Whitaker also said: “I am comfortable that the decisions that were made are going to be reviewed,” but it wasn’t immediately clear what he meant by that.
Peter Carr, a spokesman for Mueller, declined to comment.
Senator Chris Coons, Democrat of Delaware, said Whitaker’s statement that decisions made in the investigation would be reviewed is “chilling,” adding he doesn’t have confidence that Whitaker will respect the independence of Mueller’s probe.
Democrats have said they’re concerned that Whitaker, who criticized Mueller’s investigation before he joined the Justice Department, may try to suppress some of his findings or hamper the probe. Mueller has been investigating whether President Trump or any of his associates conspired with Russia during the 2016 presidential election.
There has also been an ongoing question about how much of Mueller’s probe will be made public. The White House may try to assert executive privilege to prevent key findings from being turned over to Congress and the public, according to people familiar with internal deliberations.
William Barr, who Trump nominated to be attorney general, told lawmakers that Justice Department standards may prevent him from releasing Mueller’s final report or allowing the president to be charged with a crime while in office. Barr provided written answers to follow-up questions from his confirmation hearing.
His answers could result in more criticism from lawmakers who are seeking ironclad assurances that the public will get to read Mueller’s report.
Barr’s nomination is likely to be voted out of the Judiciary Committee next week, setting up a confirmation vote on the Senate floor before Presidents’ Day on Feb. 18.
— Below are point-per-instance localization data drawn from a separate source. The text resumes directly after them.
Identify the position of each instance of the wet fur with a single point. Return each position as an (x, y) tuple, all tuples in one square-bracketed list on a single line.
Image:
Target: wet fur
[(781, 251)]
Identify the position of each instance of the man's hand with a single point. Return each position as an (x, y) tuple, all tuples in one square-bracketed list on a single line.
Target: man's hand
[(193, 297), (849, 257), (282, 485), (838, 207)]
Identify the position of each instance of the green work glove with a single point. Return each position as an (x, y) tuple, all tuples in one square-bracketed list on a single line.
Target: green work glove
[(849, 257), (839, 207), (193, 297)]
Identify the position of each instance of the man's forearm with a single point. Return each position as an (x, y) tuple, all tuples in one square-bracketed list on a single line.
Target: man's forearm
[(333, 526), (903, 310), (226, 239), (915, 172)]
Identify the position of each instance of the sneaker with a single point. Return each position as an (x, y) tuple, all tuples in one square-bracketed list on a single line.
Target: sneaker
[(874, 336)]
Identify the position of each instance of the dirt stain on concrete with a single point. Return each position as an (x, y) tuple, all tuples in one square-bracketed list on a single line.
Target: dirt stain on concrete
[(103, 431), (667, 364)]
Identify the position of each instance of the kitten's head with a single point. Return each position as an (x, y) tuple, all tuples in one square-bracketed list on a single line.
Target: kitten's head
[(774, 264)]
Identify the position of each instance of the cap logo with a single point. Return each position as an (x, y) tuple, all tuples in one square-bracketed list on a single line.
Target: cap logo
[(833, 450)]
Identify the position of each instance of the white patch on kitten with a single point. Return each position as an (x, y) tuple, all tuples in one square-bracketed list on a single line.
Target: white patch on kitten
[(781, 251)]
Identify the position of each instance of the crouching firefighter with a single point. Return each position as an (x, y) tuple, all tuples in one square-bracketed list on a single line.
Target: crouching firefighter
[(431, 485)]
Two Senate Judiciary panel members — Republican Chuck Grassley of Iowa and Democrat Richard Blumenthal of Connecticut — said Monday that they’re proposing legislation that would require Mueller’s report to be made available to the public and Congress when the investigation is complete. If the special counsel were fired or resigned, a public report would have to be released in two weeks.
Mueller has continued to unspool his findings, issuing another indictment law week. On Friday, Mueller arrested Trump’s longtime ally Roger Stone, accusing him of lying to Congress and obstructing a congressional inquiry.
Whitaker decided not to recuse himself from overseeing Mueller’s investigation even though a Justice Department ethics official said a formal review would likely recommend a recusal, an agency official has said.
Democrats have demanded that Whitaker step back from Mueller’s continuing investigation because he openly criticized the probe in interviews last year before he joined the Justice Department. Trump has also repeatedly derided Mueller’s work as a “witch hunt.”